Modern corporate law is largely a reflection of the need historically (industrial revolution) to amass large pools of capital needed to see an idea through to its physical manifestation. Today I think one of the fundamental shifts that result form electronic communication and production (production=coding?) is that, from an economic point of view, we can now begin to gauge the economic value of an idea soon after it is manifested by efficiently (i.e. electronically) measuring it's impact by measuring the community activity around it....One tangible example is the source code developed around a core idea (iPodder is a current example).
Isn't this at it's core a concept that strongly aligns with the interests of open sourcer's?
Doesn't it imply a shift to thinking about Open Sourcer's as an inherently different mode of production? A means of production whose economic contribution, flows not from the ability of a group of manager's to organize toward a center, but from a realization that each coder/mode is valuable to the degree that they are free thinking and self-managing (in the sense that they select and organize their resources (coding insight etc) most efficiently away from the management center.
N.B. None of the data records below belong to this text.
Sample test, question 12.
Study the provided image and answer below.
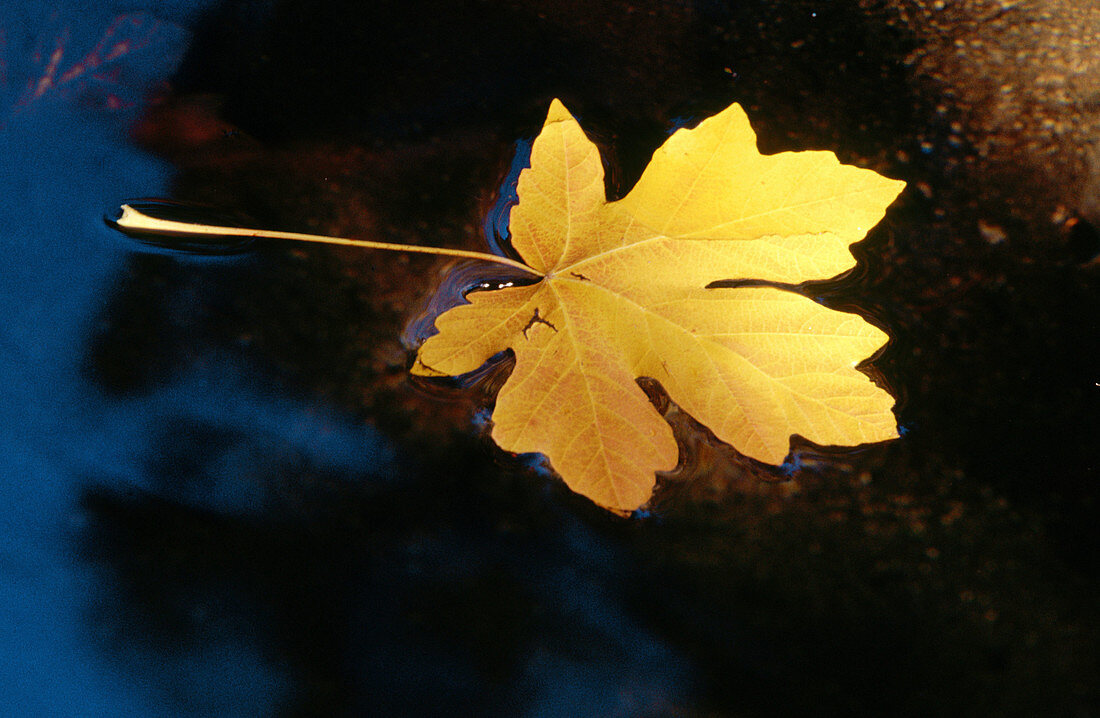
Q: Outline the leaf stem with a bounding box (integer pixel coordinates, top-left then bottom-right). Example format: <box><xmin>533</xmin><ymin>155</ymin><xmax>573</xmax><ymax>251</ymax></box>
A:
<box><xmin>113</xmin><ymin>205</ymin><xmax>543</xmax><ymax>277</ymax></box>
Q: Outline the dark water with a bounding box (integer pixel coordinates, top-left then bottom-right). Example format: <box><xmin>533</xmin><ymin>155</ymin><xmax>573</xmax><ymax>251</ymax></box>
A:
<box><xmin>0</xmin><ymin>0</ymin><xmax>1100</xmax><ymax>716</ymax></box>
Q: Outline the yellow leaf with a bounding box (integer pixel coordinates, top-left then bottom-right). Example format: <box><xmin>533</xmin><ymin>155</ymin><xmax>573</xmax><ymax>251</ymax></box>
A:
<box><xmin>413</xmin><ymin>100</ymin><xmax>904</xmax><ymax>512</ymax></box>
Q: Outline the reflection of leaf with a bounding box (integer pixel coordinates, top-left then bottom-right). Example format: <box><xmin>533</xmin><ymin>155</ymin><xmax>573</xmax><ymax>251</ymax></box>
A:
<box><xmin>414</xmin><ymin>100</ymin><xmax>904</xmax><ymax>511</ymax></box>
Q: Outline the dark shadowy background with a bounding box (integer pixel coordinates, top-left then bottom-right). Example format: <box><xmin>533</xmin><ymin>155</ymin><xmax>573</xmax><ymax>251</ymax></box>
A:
<box><xmin>0</xmin><ymin>0</ymin><xmax>1100</xmax><ymax>717</ymax></box>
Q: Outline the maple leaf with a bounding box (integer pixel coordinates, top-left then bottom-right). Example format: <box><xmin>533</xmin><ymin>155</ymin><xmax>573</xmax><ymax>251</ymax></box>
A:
<box><xmin>413</xmin><ymin>100</ymin><xmax>904</xmax><ymax>512</ymax></box>
<box><xmin>110</xmin><ymin>100</ymin><xmax>905</xmax><ymax>512</ymax></box>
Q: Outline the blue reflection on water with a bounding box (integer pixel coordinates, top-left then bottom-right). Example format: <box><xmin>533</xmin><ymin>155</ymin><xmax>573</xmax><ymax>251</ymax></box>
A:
<box><xmin>0</xmin><ymin>0</ymin><xmax>336</xmax><ymax>717</ymax></box>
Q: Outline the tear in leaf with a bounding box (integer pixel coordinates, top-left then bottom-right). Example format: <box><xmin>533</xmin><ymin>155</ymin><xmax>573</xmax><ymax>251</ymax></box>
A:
<box><xmin>413</xmin><ymin>100</ymin><xmax>904</xmax><ymax>512</ymax></box>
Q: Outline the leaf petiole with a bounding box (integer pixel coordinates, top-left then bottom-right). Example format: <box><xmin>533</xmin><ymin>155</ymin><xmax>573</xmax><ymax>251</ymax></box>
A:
<box><xmin>112</xmin><ymin>205</ymin><xmax>543</xmax><ymax>277</ymax></box>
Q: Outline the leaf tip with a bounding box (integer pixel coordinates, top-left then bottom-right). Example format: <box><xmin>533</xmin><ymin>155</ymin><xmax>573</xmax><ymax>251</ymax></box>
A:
<box><xmin>543</xmin><ymin>98</ymin><xmax>575</xmax><ymax>124</ymax></box>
I frankly don't know if this is a new concept...probably not. But as I don't hear much about it I feel compelled to reach the Open Source Community (I've tried to get through to Adam and Dave but they are no doubt way too busy with all the stuff they have going on) because I think THIS SHOULD BE part of the dialogue around open source.
Because, if the Open Source community can build a system that provides mechanisms for quantifying the activity around the development of a concept AS it gather's steam that ability will allow them, I believe, the ability to leverage that activity to attract funding at a very early stage and in a form that I believe will support the distributed and open attributes that Open Sources seem to value most.
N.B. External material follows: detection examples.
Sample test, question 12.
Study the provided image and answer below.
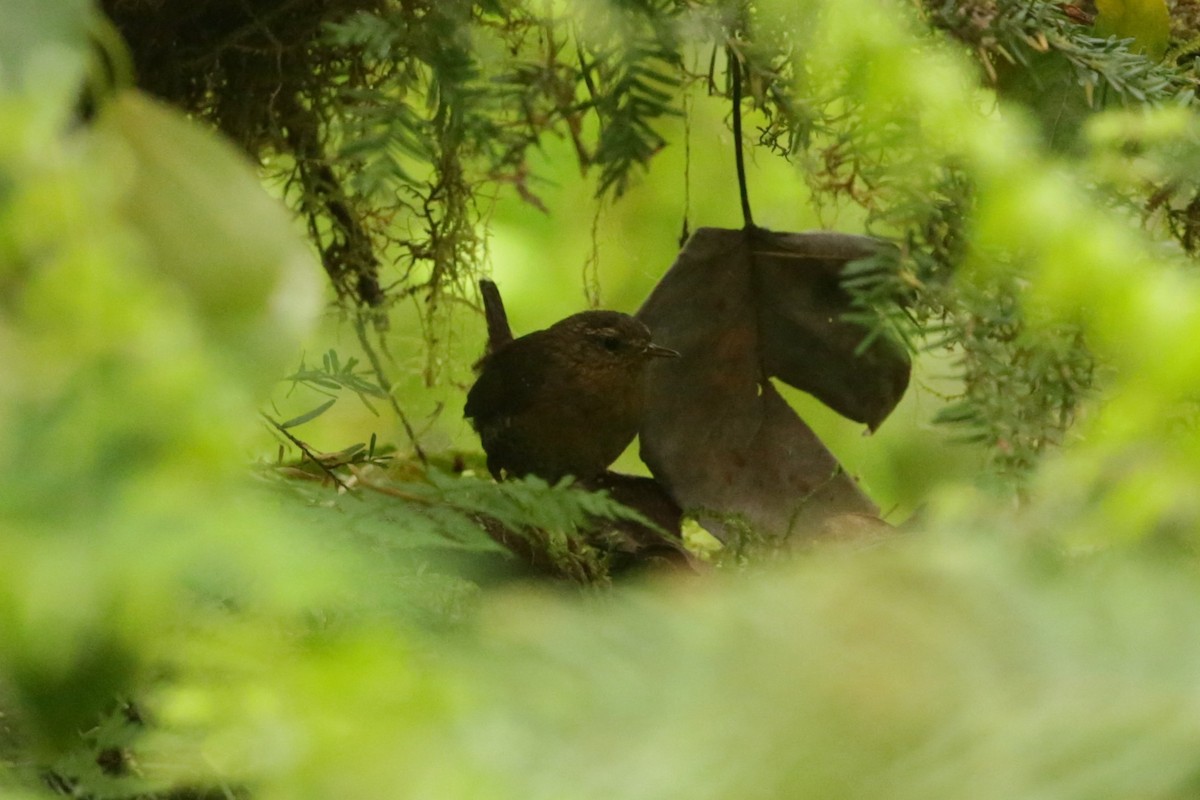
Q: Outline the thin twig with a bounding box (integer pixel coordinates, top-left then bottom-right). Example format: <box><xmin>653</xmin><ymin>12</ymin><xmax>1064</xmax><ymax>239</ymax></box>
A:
<box><xmin>354</xmin><ymin>311</ymin><xmax>430</xmax><ymax>467</ymax></box>
<box><xmin>263</xmin><ymin>414</ymin><xmax>350</xmax><ymax>492</ymax></box>
<box><xmin>726</xmin><ymin>44</ymin><xmax>755</xmax><ymax>230</ymax></box>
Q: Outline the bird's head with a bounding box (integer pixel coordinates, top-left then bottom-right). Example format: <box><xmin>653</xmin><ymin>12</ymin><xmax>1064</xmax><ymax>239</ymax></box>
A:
<box><xmin>550</xmin><ymin>311</ymin><xmax>679</xmax><ymax>366</ymax></box>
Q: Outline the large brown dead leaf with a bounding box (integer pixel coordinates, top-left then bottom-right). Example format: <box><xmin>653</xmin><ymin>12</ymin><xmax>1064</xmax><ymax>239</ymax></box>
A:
<box><xmin>637</xmin><ymin>228</ymin><xmax>910</xmax><ymax>539</ymax></box>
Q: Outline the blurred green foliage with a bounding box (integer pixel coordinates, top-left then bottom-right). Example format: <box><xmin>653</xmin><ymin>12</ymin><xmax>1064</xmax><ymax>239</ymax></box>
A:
<box><xmin>0</xmin><ymin>0</ymin><xmax>1200</xmax><ymax>800</ymax></box>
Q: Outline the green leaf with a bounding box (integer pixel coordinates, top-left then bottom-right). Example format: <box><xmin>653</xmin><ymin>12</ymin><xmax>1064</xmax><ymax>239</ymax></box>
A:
<box><xmin>280</xmin><ymin>397</ymin><xmax>337</xmax><ymax>428</ymax></box>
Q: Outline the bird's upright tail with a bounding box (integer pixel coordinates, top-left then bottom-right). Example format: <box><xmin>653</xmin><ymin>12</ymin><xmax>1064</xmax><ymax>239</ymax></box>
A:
<box><xmin>479</xmin><ymin>278</ymin><xmax>512</xmax><ymax>361</ymax></box>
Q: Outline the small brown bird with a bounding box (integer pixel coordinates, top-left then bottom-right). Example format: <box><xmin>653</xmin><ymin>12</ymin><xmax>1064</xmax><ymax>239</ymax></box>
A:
<box><xmin>463</xmin><ymin>281</ymin><xmax>679</xmax><ymax>482</ymax></box>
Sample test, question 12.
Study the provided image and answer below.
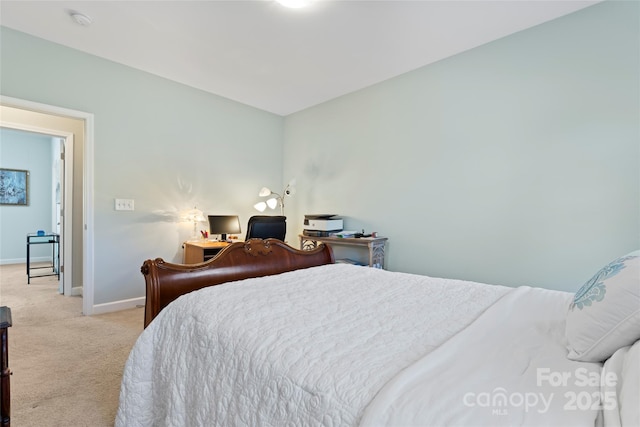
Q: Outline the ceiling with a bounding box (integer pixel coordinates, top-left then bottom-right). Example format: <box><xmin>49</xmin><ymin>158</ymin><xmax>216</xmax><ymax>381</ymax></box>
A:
<box><xmin>0</xmin><ymin>0</ymin><xmax>599</xmax><ymax>115</ymax></box>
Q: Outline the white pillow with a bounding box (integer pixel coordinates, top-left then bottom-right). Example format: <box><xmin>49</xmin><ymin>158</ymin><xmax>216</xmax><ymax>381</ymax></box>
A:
<box><xmin>566</xmin><ymin>251</ymin><xmax>640</xmax><ymax>362</ymax></box>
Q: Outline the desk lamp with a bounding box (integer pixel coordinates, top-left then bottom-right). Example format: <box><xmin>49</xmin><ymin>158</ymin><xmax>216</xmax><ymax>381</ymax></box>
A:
<box><xmin>253</xmin><ymin>178</ymin><xmax>296</xmax><ymax>216</ymax></box>
<box><xmin>184</xmin><ymin>206</ymin><xmax>207</xmax><ymax>240</ymax></box>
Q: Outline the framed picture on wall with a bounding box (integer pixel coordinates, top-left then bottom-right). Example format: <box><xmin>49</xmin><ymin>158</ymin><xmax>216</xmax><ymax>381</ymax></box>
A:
<box><xmin>0</xmin><ymin>168</ymin><xmax>29</xmax><ymax>206</ymax></box>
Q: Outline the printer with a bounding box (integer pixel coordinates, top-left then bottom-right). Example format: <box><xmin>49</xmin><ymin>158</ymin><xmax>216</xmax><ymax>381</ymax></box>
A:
<box><xmin>302</xmin><ymin>214</ymin><xmax>343</xmax><ymax>237</ymax></box>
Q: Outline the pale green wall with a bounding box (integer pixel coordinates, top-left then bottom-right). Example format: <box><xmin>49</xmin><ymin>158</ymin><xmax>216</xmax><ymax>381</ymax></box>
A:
<box><xmin>284</xmin><ymin>2</ymin><xmax>640</xmax><ymax>291</ymax></box>
<box><xmin>0</xmin><ymin>2</ymin><xmax>640</xmax><ymax>304</ymax></box>
<box><xmin>0</xmin><ymin>28</ymin><xmax>283</xmax><ymax>304</ymax></box>
<box><xmin>0</xmin><ymin>129</ymin><xmax>55</xmax><ymax>260</ymax></box>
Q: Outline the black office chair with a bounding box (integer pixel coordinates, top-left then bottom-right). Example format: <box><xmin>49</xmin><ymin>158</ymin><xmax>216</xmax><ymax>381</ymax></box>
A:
<box><xmin>245</xmin><ymin>215</ymin><xmax>287</xmax><ymax>242</ymax></box>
Today that funding seems to flow from developer's tangential economic activities, if that is so, wouldn't it be desirable to create a system that would allow these individuals to focus more of their energy on the projects that they love in a way that wouldn't constrain them in say a corporate centralized structure?
From a very practical perspective I view the first manifestation of this concept around a two prongs, one is how to measure an online communities activity around a new concept (I'm thinking iPodder is a great case study) and two, the development of a hybrid micro-lending institution, that would allow Open Sources developers to both deposit funds and draw funds based on their activities in a given Open Source Project.
....that's a VERY rough sketch.
I listened to Kim Polese on the Gilmore Gang recently and while her company sounds promising it do not address the economics that are to drive the early development of in her words "stacks." If Open Source is a new model for development (rhetorical question), then I believe we must begin to understand the economics of this new mode of production from inception to implementation. I believe this particularly important to organizations that seek to "live off of" the early phase development that occurs before code is made "consumable" by large economic entitites.